You help coworkers get the promotion you want
On multiple occasions, you have had an active role in helping a coworker get the promotion that you wanted. Before you could proclaim that you wanted it, your coworker did. Then you felt rude saying you wanted it too, and felt that you could at least still participate in the win if you helped the winner get it.
You help a friend get the man you want
On multiple occasions you’ve also helped a friend get the guy you wanted. You were at a bar, you two started chatting with two guys, then your friend pulled you aside and said, “I want the one that you were interested in.” She didn’t really have proper claim over him. What should have happened is that nobody should have claimed anyone, and you should have seen who naturally hit it off. But then you felt you couldn’t go after the guy.
You spend all free time lifting up others
You spend much of your free time running around town and helping others with their big event. You go to one friend’s house to help her pick out an outfit for her date. You go to another’s home to help her decorate for her boyfriend’s surprise birthday party. You help one friend move. You drop another at the airport for her big adventure.
You don’t publish your success
When you achieve something, you don’t publish it. Doing so would feel uncomfortable. You even worry that letting it be known that you did one great thing would bring in the pressure to do more great things, and you’re not sure you’re capable of that. That could be a sign that you don’t believe in yourself.
In fact, you let a friend outshine you
You’ve often let friends outshine you at your event. Your friend wanted to throw you a birthday party, but she pushed to have her friend be the DJ, she was very insistent on her decorating ideas, and she generally treated it like an opportunity to show off what a great event producer she is. Much of the focus at your party was on what a great job your friend had done.
Nobody knows what’s going on with you
If you thought long and hard about it, you couldn’t think of someone who truly knows what’s going on with you. Many of your friends do not know what your career aspirations are, or where you’d like to travel, or whether or not you’re even actually happy. You let people talk about themselves so much that they know nothing about you.
Everyone assumes you’re always free
People assume you’re free at a moment’s notice to watch their dog or drive them to the airport or talk on the phone about their bad date. The way they introduce these conversations like, “Hey I was thinking I’ll just drop my dog off with you this weekend—I booked a trip to Palm Springs” makes it very obvious that the possibility you could be busy never crossed their minds.

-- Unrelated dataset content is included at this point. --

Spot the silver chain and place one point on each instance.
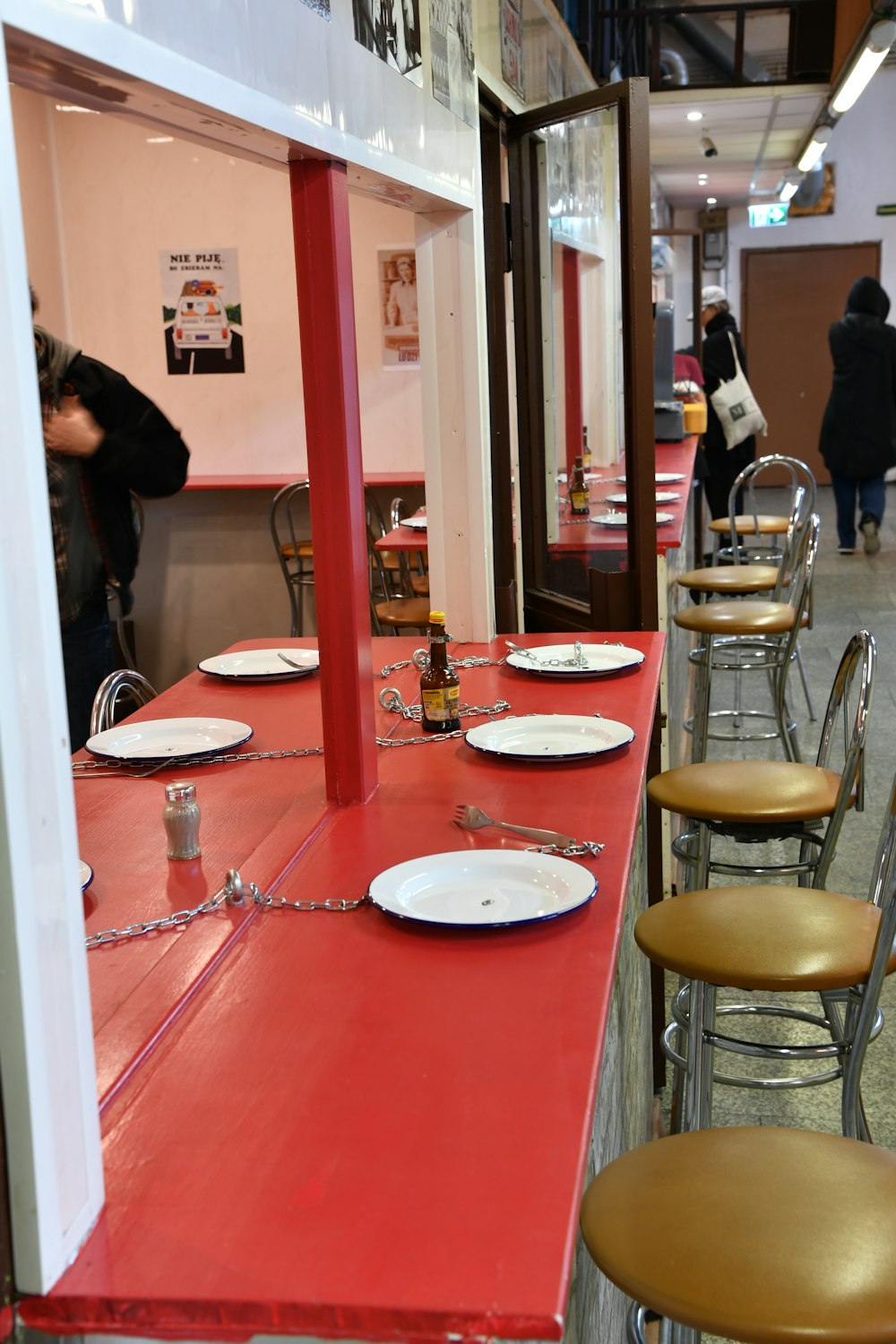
(392, 699)
(182, 762)
(234, 894)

You’re often in the helper role
For many friend’s weddings, you’ve been asked to help with much of the planning and then you weren’t even given the title of maid of honor. You’ve run around, picking up cakes and decorations for a friend’s birthday party, and then she didn’t even invite you to the smaller, intimate dinner she was having right before the big party. People view you as an assistant who wouldn’t want any sort of recognition.
You’re responsible for many matches
You look around at your friends who are happy and in love and can truly say that you made a lot of those matches happen. You put time and effort into putting the right people in touch. There are many content couples who exist because of you. You invested more into their relationships than you ever have into any of your own.

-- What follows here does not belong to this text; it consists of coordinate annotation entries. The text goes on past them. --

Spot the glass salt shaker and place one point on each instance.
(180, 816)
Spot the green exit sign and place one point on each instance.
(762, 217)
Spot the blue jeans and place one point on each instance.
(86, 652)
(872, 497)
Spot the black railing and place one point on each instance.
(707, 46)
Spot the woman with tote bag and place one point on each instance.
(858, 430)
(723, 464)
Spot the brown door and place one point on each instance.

Nobody thinks of you for a setup
Meanwhile, nobody thinks of you for a setup. Your friends openly gush about having set up this one friend with this great guy and you’re sitting there thinking, “You didn’t think to introduce me to him? Why didn’t I cross your mind?!” This hasn’t just happened once or twice: friends regularly overlook you as someone to set up with another friend.
Your skills are a mystery
You’re actually quite good at several things that nobody knows about. You have many hidden talents. Why are they hidden? If you grew up with friends or siblings who always stole the spotlight, you may have gotten it into your head that the spotlight isn’t for you and that trying to grab it is greedy.
People are shocked when you speak up
When you do get fed up and speak up for yourself, people are surprised. They may even tell you to “be nice”—but these are the very same people who always speak up and aren’t exactly nice. They’re just so clearly comfortable expecting a certain behavior out of you, and they make you feel bad for just speaking up.